I've played Clue a ton. I've played through probably 20 of the Sherlock Holmes Consulting Detective Series.

"Is this a satisfying 'whodunnit' mystery in which it feels that skullful play has led to a satisfying reveal" depends upon many factors.

1) Clue entirely lacks depth. There is no visceral impact from the reveal. Its fun, but it (the play and the results) is nested in nothing more than inferrence + guessing + understanding the rules. There are no stakes and there are no deeper implications to any instantiation of play.

2) The variance in the Sherlock Holmes episodes are WILDLY swingy in terms of both (a) "does it feel like skillful play could/did lead to a successful and interesting reveal" and (b) if there is a visceral sense of the result of play being nested in something of depth/impact.

I can say (100 % and without hesitation) that the sort of mysteries that have been operationalized and resolved in the Story Now games I run are more broadly rewarding with more deeper implications than Clue and are profoundly more consistently rewarding from both a skilled play perspective and a "nested in something of depth/impact" than the Sherlock Holmes games.

Now a few of those Sherlock Holmes entries were absolutely fantastic from both a skilled play perspective and a "nested in something of depth/impact" perspective.

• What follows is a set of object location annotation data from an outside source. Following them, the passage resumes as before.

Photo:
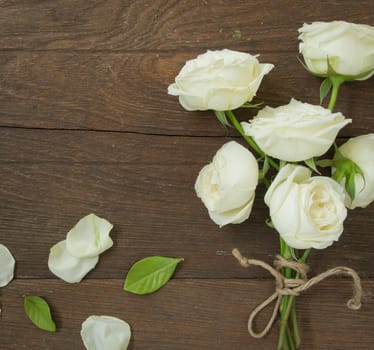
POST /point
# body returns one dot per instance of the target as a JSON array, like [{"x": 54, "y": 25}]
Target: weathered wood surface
[
  {"x": 128, "y": 92},
  {"x": 144, "y": 185},
  {"x": 86, "y": 126},
  {"x": 185, "y": 314}
]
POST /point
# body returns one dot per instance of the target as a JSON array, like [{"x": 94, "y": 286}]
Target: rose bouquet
[{"x": 287, "y": 149}]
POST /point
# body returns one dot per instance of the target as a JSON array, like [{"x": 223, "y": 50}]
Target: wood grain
[
  {"x": 128, "y": 92},
  {"x": 143, "y": 184},
  {"x": 86, "y": 125},
  {"x": 157, "y": 25},
  {"x": 185, "y": 314}
]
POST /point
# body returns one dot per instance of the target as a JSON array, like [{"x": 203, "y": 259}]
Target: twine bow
[{"x": 290, "y": 286}]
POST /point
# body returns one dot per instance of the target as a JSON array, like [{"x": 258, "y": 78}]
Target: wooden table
[{"x": 86, "y": 125}]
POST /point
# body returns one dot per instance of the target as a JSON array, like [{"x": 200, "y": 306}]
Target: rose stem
[
  {"x": 295, "y": 328},
  {"x": 336, "y": 82},
  {"x": 249, "y": 139},
  {"x": 289, "y": 303}
]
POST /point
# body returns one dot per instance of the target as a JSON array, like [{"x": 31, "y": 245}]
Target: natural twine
[{"x": 290, "y": 286}]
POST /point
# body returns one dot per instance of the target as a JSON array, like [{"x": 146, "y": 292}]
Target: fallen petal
[
  {"x": 89, "y": 237},
  {"x": 68, "y": 267},
  {"x": 105, "y": 332}
]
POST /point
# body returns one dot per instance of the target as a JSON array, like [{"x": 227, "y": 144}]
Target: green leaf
[
  {"x": 37, "y": 309},
  {"x": 324, "y": 163},
  {"x": 324, "y": 89},
  {"x": 312, "y": 165},
  {"x": 350, "y": 185},
  {"x": 269, "y": 223},
  {"x": 221, "y": 116},
  {"x": 150, "y": 274},
  {"x": 266, "y": 166}
]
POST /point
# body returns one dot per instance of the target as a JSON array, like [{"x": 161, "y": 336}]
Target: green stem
[
  {"x": 336, "y": 83},
  {"x": 295, "y": 327},
  {"x": 287, "y": 302},
  {"x": 249, "y": 139},
  {"x": 289, "y": 338}
]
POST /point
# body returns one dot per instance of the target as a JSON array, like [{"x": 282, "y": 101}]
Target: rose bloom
[
  {"x": 295, "y": 132},
  {"x": 219, "y": 80},
  {"x": 348, "y": 47},
  {"x": 360, "y": 150},
  {"x": 308, "y": 212},
  {"x": 227, "y": 185}
]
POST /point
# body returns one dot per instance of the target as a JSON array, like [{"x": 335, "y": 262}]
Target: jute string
[{"x": 290, "y": 286}]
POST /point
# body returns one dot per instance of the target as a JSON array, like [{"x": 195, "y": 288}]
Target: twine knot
[{"x": 293, "y": 286}]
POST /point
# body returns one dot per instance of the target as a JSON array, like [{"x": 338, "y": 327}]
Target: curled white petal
[
  {"x": 219, "y": 80},
  {"x": 68, "y": 267},
  {"x": 308, "y": 212},
  {"x": 105, "y": 333},
  {"x": 7, "y": 264},
  {"x": 227, "y": 185},
  {"x": 89, "y": 237}
]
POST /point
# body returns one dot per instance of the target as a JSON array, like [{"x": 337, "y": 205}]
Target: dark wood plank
[
  {"x": 188, "y": 314},
  {"x": 144, "y": 185},
  {"x": 167, "y": 25},
  {"x": 128, "y": 92}
]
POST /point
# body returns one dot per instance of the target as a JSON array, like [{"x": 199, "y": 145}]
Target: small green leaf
[
  {"x": 221, "y": 116},
  {"x": 150, "y": 274},
  {"x": 266, "y": 166},
  {"x": 324, "y": 89},
  {"x": 324, "y": 163},
  {"x": 269, "y": 223},
  {"x": 37, "y": 309},
  {"x": 312, "y": 165},
  {"x": 252, "y": 105}
]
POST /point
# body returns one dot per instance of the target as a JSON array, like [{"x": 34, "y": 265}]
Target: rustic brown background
[{"x": 86, "y": 126}]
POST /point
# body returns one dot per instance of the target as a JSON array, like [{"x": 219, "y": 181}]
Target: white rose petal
[
  {"x": 295, "y": 132},
  {"x": 105, "y": 333},
  {"x": 349, "y": 48},
  {"x": 227, "y": 185},
  {"x": 89, "y": 237},
  {"x": 360, "y": 150},
  {"x": 7, "y": 264},
  {"x": 67, "y": 267},
  {"x": 308, "y": 212},
  {"x": 219, "y": 80}
]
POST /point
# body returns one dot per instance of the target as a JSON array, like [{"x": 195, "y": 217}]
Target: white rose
[
  {"x": 308, "y": 212},
  {"x": 227, "y": 185},
  {"x": 360, "y": 150},
  {"x": 295, "y": 132},
  {"x": 349, "y": 48},
  {"x": 218, "y": 80}
]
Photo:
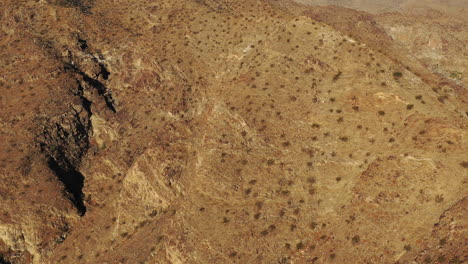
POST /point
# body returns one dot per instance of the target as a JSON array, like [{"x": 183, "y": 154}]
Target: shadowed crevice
[{"x": 73, "y": 182}]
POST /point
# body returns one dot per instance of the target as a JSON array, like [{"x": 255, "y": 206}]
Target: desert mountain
[{"x": 202, "y": 131}]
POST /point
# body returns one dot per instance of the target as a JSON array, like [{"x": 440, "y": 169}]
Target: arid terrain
[{"x": 233, "y": 131}]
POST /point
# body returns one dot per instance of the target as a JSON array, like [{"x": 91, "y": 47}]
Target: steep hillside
[{"x": 202, "y": 131}]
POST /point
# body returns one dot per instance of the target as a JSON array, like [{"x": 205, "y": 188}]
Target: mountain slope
[{"x": 221, "y": 132}]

There was a sense of the game following us around, of coherency in the operationalizing of us putting together the clues, and the "keep score" (against Holmes solving of the mystery) felt like there were stakes.

But my personal anecdote and the anecdote of the people who have played those games and simultaneously played in Story Now games I've run yield the same result. The best done Sherlock Holmes games (a) felt like our Story Now play except (b) the visceral impact of the reveal wasn't anchored in something deeper (because the shared imagined space of those games is vastly more finite, therefore the impact and stakes are less visceral, than that of our Story Now games).


EDIT - if its not clear what I'm getting at here, I'm saying there is a cognitive framing effect ("but there is extra-player volition in the form of a GM that gives shape, persistence, and continuity/coherency to mysteries that isn't/can't be there in Story Now games!") that is an artifact of the person who is orienting toward the play. It isn't an objective artifact of the play itself.

Put another way, there is likely something kindred with The Alexandrian's "dissociative mechanics" thesis happening here.